A greeting from Existence – a brightly waved good-bye.

Incident At Sakina

                 (An Arusha Story)

arusha city pic1

 I’m deep in the music, lost in the sound,

 foot beating the time, fingers playing the strings,

 that sing their soft song of f sharp to d,

 the notes in between, that lingering e,

 then came a shriek, then the screams, a quick rush of feet, 

 beneath the blue sky, through the green of the trees, 

 then a silence as loud as a lioness’ roar,

 that froze my fingers right on the edge, 

 heart pounding, just listening, to shouts, to loud moans,

 the running of feet, the noise of a crowd,

 then me running too, from door to the gate,

 to that scatter of rags that lay on the road,

 where we gathered in awe of the presence of  death;

‘mangoes, that’s what she sold,’ 

‘she was so old, and so poor,’

‘the car came haraka,’

‘he came at her fast, and disappeared quick,’ 

‘thrown high in the air.

 ‘like a leaf on the wind,”

“pole sana, so sorry’

“sikitika,”so sad,’

“vipi, dada? Unasaema?”

‘what’s up sister, you say what,’

“ay mbali sana,, ay very bad.’

‘hey what’s up with her brother?’

 “just dead, man, ala, this old Maasai,

 ‘twende, let’s go, look, forget it my brother,

 ‘life is too short and we gotta go,”

  so they left, the crying, the wailing, 

  the blood  pooled at our feet,

  as women pushed past me, then the police,

  all dressed in white and very polite,

  then we all turned away, to carry on life,

  without gods, a purpose, 

  to face out own fate.

An Angry Wind Is Coming

( A warning from the grave)

marx

An angry wind whips the trees, tears the leaves,

Claws them down, throws them up,

Then beats them through the air-Enraged,

So angry mobs like storms will come,

Upon the ones who reign ,

Who love, like flies, decay and death-

We know them from their stench,

The miseries they have made-

But what will be, this angry mob,

Of the left, or of the right,

A million Che Guevara’s or Mussolini’s spawn,

Bred in beds of ignorance and lousy with their hate,

Bringing worse upon us still, and with an iron fist?

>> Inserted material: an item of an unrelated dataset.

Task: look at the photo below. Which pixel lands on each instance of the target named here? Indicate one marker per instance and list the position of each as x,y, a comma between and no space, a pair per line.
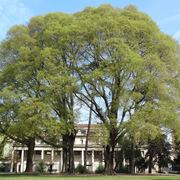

The storm has come upon us, there’s thunder in the air,

Zola, now is never read, Neruda is reviled,

Saramago showed the Blindness, Sinclair, the Jungle of their kind,

Capital is forgotten and all the truth therein,

Where are they our heroes, when now we need them more?

Mac The Knife is back in power and works in dark of night,

And where are you my comrades, are you on the barricades,

Or wrapped in sad, self-pity, in doubt of what you are,

Caring more for you and yours, and less for us and ours?

An angry wind is coming, so get your selves prepared,

Be warned, and act, my comrades, or end up on your knees.

 

October Is Upon Us

separation_3

October is upon us and soon November’s dreary days,

As if the days of June were dreams, its promises a haze,

The leaves descend and swirl about, in yellow, orange, red,

While clouds hang low in moody skies, and old folk seek their bed,

A voice calls out and asks for tea, as day leads into night,

Footsteps pass the windowsill, of children, out of sight,

Calling up old memories, of that day you held my hand,

Walking on the riverbank, or listening to the band,

That played their weekly concert, and made us all so smile,

We felt the urge to dance again, and did so, for a while,

Made pledges we could never keep, no matter how we tried,

For other clouds soon gathered and I crossed the ocean wide,

Our letters stopped, our lives went on, as if we’d never been,

And now, I hear this winter, will be one we’ve never seen.